We are not going to pretend this replaces every sync workflow. A few honest limits:

  • The two files have to share audio. If the boom was off or the camera was rolling on something the field recorder never heard, there is nothing to align against. No algorithm fixes that.
  • Heavy continuous noise lowers confidence. Wind, traffic, ocean, generators. The fingerprints still work, but more pairs will land in the review tier rather than auto-linking.
  • Very short clips are harder. Below about three seconds of overlapping audio, the cross-correlation score has too few independent peaks to discriminate confidently.
  • A clean slate is still the right call on a chaotic set. Sync claps exist for a reason. They give the algorithm an unambiguous transient that survives any mic or AGC. If you have them, the system uses them; if you do not, it does its best with what was actually recorded.

What it looks like in practice

Drop your camera cards and your audio cards into the same FrameQuery library. Indexing runs in the background while you start logging. Within a few minutes, the obvious pairs (timecode-jammed, clean audio, strong transients) are already linked. The medium-confidence stack lands in the AudioMatchReviewDialog with the offsets, scores, and a quick preview, and you walk through it the way you would walk through a stack of selects: confirm, confirm, reject, confirm.

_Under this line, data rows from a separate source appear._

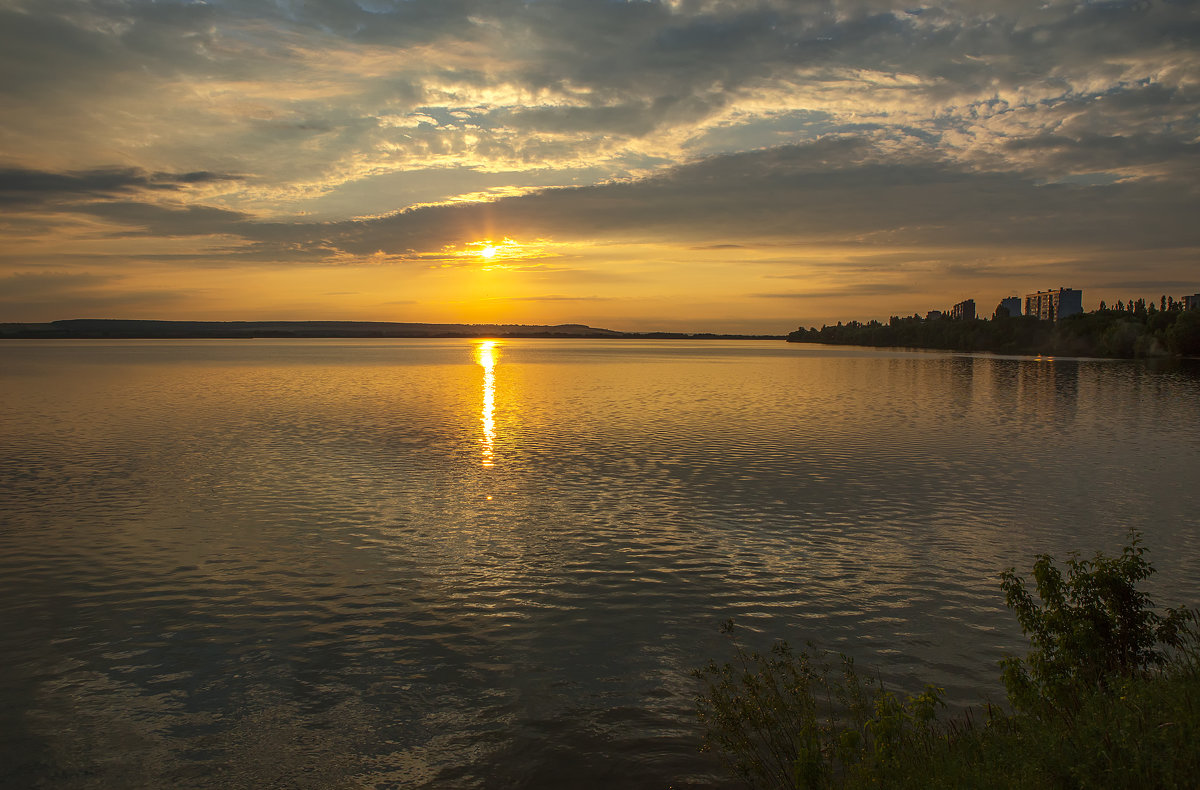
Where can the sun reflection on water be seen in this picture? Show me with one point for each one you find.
(485, 354)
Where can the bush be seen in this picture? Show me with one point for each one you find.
(1087, 629)
(1109, 696)
(797, 719)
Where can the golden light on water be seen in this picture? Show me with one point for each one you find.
(485, 354)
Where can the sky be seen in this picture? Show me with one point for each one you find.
(676, 165)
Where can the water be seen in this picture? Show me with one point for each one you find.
(455, 564)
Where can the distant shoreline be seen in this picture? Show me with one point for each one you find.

By the time you are ready to cut, sync is mostly already done. The only thing left in your queue is the handful of pairs the algorithm was not sure about, which are exactly the pairs you would want a human to look at anyway. From there, your synced selects can move straight onto a timeline using FrameQuery's FCPXML export, or be filtered down further with speaker-aware search once the clean audio is attached.

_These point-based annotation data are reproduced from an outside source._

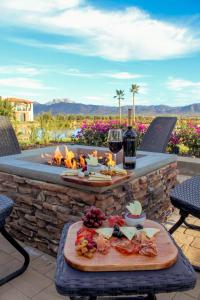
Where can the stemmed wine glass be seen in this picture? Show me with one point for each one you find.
(115, 141)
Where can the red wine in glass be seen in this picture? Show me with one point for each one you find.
(115, 146)
(115, 141)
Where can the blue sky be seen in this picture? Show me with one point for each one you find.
(84, 50)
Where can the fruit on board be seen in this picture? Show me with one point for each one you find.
(117, 232)
(135, 208)
(150, 232)
(86, 233)
(103, 244)
(86, 247)
(106, 232)
(93, 217)
(116, 220)
(129, 232)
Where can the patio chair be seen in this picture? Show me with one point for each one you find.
(8, 141)
(186, 197)
(158, 134)
(6, 205)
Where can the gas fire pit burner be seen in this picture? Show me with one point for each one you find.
(33, 164)
(76, 159)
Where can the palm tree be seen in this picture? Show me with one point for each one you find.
(134, 90)
(120, 96)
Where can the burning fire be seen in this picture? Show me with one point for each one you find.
(72, 161)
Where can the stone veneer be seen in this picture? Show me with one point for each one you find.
(42, 208)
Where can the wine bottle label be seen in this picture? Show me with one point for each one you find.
(129, 159)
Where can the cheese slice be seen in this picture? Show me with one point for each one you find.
(107, 232)
(70, 173)
(100, 177)
(92, 161)
(135, 208)
(150, 232)
(129, 232)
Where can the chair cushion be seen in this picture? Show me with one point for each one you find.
(6, 205)
(186, 196)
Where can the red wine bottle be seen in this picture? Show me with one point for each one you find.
(129, 145)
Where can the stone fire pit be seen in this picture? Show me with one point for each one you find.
(44, 202)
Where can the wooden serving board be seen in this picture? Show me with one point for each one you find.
(86, 182)
(115, 261)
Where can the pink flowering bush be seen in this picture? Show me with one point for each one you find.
(187, 135)
(96, 133)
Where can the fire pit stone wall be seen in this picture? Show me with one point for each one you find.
(43, 208)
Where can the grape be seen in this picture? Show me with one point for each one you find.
(93, 217)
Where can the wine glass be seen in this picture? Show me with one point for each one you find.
(115, 141)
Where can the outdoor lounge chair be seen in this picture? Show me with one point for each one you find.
(8, 141)
(158, 134)
(6, 205)
(186, 197)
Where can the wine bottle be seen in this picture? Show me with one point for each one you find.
(129, 145)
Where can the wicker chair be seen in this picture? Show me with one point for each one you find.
(158, 134)
(186, 197)
(8, 141)
(6, 205)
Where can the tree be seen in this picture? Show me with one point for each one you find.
(119, 96)
(6, 108)
(134, 90)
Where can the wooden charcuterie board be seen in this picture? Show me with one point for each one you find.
(86, 182)
(115, 261)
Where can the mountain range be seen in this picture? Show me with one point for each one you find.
(66, 106)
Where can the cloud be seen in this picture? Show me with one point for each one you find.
(29, 71)
(76, 73)
(24, 83)
(119, 35)
(177, 84)
(122, 75)
(109, 74)
(186, 91)
(39, 6)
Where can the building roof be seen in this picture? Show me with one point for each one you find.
(19, 100)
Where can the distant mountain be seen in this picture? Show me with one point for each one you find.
(66, 106)
(56, 101)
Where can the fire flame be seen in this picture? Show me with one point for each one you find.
(58, 156)
(110, 162)
(71, 161)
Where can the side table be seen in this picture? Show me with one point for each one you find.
(73, 283)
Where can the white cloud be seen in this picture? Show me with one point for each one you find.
(39, 6)
(185, 91)
(177, 84)
(109, 74)
(76, 73)
(24, 83)
(122, 75)
(29, 71)
(122, 35)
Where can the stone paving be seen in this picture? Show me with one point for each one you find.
(37, 283)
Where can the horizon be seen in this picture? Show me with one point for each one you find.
(83, 51)
(74, 102)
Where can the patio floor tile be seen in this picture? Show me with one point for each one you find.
(31, 282)
(33, 253)
(44, 264)
(49, 293)
(5, 246)
(4, 258)
(196, 291)
(12, 294)
(9, 267)
(196, 243)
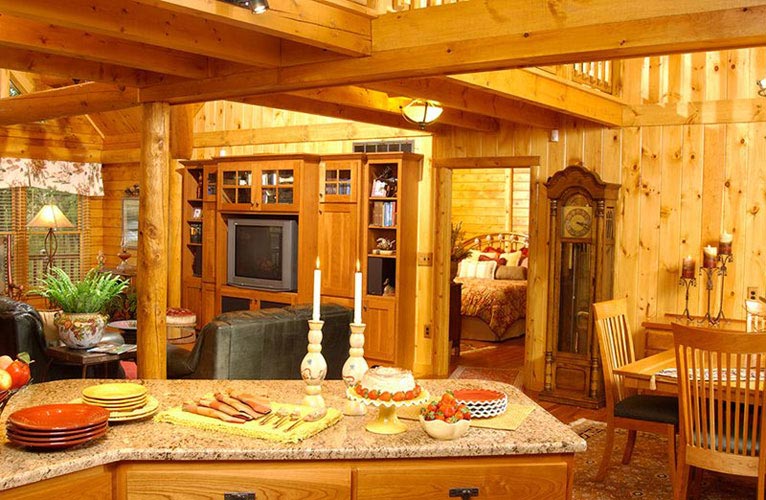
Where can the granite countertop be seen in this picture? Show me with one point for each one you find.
(540, 432)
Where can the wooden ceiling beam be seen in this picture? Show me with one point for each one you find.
(373, 100)
(131, 20)
(547, 92)
(333, 110)
(655, 27)
(456, 95)
(66, 101)
(70, 67)
(30, 35)
(311, 22)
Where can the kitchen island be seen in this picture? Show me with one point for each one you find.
(145, 459)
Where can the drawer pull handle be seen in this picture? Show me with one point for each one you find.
(463, 493)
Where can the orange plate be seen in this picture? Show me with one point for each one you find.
(58, 417)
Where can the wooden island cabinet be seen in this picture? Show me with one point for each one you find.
(148, 459)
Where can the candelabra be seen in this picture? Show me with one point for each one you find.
(723, 259)
(708, 272)
(314, 367)
(354, 368)
(687, 282)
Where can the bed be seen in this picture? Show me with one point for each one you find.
(494, 287)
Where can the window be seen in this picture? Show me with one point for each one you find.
(19, 205)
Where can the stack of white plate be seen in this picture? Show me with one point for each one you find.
(482, 403)
(125, 401)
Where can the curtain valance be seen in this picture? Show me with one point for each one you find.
(64, 176)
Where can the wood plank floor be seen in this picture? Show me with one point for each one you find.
(510, 355)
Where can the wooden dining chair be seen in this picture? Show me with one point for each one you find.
(721, 403)
(625, 408)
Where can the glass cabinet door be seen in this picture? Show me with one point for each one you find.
(575, 298)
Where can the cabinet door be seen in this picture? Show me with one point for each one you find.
(278, 185)
(380, 334)
(235, 186)
(338, 181)
(338, 247)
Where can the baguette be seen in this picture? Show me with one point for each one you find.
(258, 405)
(191, 407)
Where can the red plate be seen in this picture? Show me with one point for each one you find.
(18, 431)
(58, 417)
(478, 395)
(55, 439)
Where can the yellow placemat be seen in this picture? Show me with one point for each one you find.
(254, 429)
(509, 421)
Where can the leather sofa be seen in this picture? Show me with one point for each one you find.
(21, 330)
(262, 345)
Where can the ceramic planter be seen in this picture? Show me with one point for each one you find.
(81, 330)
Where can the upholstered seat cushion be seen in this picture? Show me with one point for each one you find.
(651, 408)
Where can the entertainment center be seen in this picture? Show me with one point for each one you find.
(256, 224)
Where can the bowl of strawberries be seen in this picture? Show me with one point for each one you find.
(445, 419)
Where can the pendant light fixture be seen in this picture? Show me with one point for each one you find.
(422, 112)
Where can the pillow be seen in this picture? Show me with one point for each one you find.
(500, 261)
(486, 269)
(512, 258)
(466, 268)
(511, 273)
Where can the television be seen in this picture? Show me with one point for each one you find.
(263, 253)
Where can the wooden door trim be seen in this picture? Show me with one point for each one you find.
(442, 189)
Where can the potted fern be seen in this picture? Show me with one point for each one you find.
(82, 320)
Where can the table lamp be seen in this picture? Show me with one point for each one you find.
(51, 217)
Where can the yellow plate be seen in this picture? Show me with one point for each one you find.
(115, 391)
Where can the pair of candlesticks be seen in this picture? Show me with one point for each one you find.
(709, 270)
(314, 367)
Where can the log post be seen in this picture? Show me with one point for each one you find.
(151, 279)
(175, 220)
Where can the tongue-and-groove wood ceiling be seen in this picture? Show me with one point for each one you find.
(338, 58)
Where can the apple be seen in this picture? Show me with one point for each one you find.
(5, 380)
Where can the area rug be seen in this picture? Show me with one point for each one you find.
(509, 376)
(467, 347)
(646, 476)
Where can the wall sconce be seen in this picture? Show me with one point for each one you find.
(51, 217)
(422, 112)
(257, 6)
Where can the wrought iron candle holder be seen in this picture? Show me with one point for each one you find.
(354, 369)
(709, 272)
(687, 282)
(314, 367)
(723, 259)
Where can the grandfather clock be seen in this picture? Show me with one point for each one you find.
(580, 272)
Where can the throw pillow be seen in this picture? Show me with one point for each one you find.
(511, 273)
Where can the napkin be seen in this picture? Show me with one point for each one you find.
(253, 429)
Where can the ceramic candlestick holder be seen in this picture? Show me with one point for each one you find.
(687, 282)
(723, 259)
(354, 368)
(314, 367)
(709, 272)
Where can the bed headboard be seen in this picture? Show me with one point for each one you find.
(507, 241)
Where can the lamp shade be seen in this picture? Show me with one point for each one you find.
(422, 112)
(50, 216)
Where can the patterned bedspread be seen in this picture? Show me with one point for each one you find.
(498, 303)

Frequently asked questions

Can I sync separate audio without timecode?

Yes. FrameQuery's second matching phase uses acoustic fingerprinting and waveform cross-correlation, which does not require timecode at all. As long as the camera scratch track and the field recorder share some overlapping audio, the system can recover an accurate offset, typically to sub-frame precision at 48 kHz.

How does FrameQuery handle camera AGC?

Most off-the-shelf waveform sync tools fail when the camera was running automatic gain, because peaks no longer line up. FrameQuery applies per-channel energy normalisation (PCEN), spectral whitening, and pre-emphasis before extracting fingerprint peaks, so the features being matched survive AGC and cheap-mic frequency response. In practice this is the single biggest reliability difference on run-and-gun footage.

What happens to pairs the algorithm is not sure about?

Low-confidence candidates are discarded. Medium-confidence candidates (correlation around 0.6 to 0.85) are surfaced in a review dialog with the offset, score, and a waveform preview, so you can confirm or reject them in a single click rather than re-syncing from scratch. High-confidence pairs are linked automatically.